Immer wieder verknüpft Salter die Geschichte der Anatomie mit der Entwicklung anderer Wissenschaften und der Kunst – denn die Erforschung des menschlichen Körpers prägte auch deren Entwicklung, und mehr als einmal befruchteten die Disziplinen einander. Indem es diese Verflechtungen aufnimmt, wirkt Salters Buch wie eine Mischung aus Lexikon und Bildband. Salter beleuchtet auch, wie lange sich einzelne Dogmen – etwa die galenische Säftelehre – halten konnten und welche Erkenntnisse sie schließlich widerlegten.

Europa im Zentrum

Der Autor unterteilt die über 5000-jährige Geschichte der Anatomie in sechs Epochen. Das zeitliche Spektrum reicht hier von der Antike im alten Ägypten bis zu den Entdeckungen der »Moderne«, dem medizingeschichtlichen Meilenstein zu Beginn des 20. Jahrhunderts, als jedes makroskopisch sichtbare Teil im Körper einen Namen hatte und man zugleich dessen grundlegende Funktionen benennen konnte, so der Autor.
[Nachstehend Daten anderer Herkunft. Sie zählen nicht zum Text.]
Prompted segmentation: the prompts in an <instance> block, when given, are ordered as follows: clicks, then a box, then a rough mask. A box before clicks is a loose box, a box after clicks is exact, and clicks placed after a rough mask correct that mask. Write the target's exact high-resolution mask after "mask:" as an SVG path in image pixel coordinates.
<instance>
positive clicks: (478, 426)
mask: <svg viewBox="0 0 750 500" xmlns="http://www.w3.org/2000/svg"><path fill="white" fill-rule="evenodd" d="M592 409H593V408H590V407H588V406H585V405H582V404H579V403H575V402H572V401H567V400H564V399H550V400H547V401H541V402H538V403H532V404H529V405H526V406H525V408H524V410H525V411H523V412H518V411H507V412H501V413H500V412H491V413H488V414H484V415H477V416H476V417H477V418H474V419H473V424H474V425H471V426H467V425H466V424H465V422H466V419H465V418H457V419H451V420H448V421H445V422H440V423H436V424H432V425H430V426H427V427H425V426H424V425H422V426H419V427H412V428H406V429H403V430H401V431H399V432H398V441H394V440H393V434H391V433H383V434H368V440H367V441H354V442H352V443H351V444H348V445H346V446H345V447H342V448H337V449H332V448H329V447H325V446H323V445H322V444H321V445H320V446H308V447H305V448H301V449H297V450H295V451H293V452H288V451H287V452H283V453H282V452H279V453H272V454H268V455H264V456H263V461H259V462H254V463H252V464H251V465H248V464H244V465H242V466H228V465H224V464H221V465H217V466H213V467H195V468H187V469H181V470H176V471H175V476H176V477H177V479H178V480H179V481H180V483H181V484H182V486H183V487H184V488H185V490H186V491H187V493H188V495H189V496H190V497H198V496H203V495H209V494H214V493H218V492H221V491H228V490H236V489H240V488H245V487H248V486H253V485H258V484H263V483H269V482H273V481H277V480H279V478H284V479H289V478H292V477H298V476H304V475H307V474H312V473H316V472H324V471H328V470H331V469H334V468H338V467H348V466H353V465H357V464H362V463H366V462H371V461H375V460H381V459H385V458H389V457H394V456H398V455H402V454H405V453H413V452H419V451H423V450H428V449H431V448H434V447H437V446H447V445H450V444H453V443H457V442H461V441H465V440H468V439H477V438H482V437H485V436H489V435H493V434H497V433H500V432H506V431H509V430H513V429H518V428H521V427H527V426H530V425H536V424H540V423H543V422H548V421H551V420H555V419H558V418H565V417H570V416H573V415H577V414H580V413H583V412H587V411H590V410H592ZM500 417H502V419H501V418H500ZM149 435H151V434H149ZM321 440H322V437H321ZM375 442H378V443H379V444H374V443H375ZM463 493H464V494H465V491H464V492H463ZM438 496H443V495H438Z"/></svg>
Neben Büchern und Kunstwerken werden im Text auch maßgebliche wissenschaftliche Fortschritte der jeweiligen Epoche vorgestellt, etwa die Entdeckung des Mikroskops.

Auffällig ist, dass die vorgestellten Anatomen meist Europäer sind. In der Antike dominieren Römer, Griechen und Ägypter, im Mittelalter folgen kurze Exkurse in die islamische Welt, nach Indien und China. Danach rückt wieder Europa mit den italienischen Universitäten der Renaissance und den Künstlern dieser Zeit in den Mittelpunkt. In der Frühen Neuzeit geht der Blick in die Länder nördlich der Alpen, besonders nach Deutschland, in die Niederlande und vor allem nach England. Erst im 19. Jahrhundert blickt der Autor wieder nach Asien und dann auch nach Nordamerika. Hier wäre eine wirklich globale Sicht wünschenswert gewesen.

Insgesamt ist »Die Geschichte der Anatomie« ein spannender und anschaulicher Bildband, der sich sehr gut liest. Allerdings empfiehlt es sich nicht, das Werk »am Stück« zu lesen, da die Biografien der Anatomen sich mitunter doch sehr ähneln und sich so ein gewisser Wiederholungseffekt einstellt; besser ist es, die einzelnen Epochen für sich zu betrachten.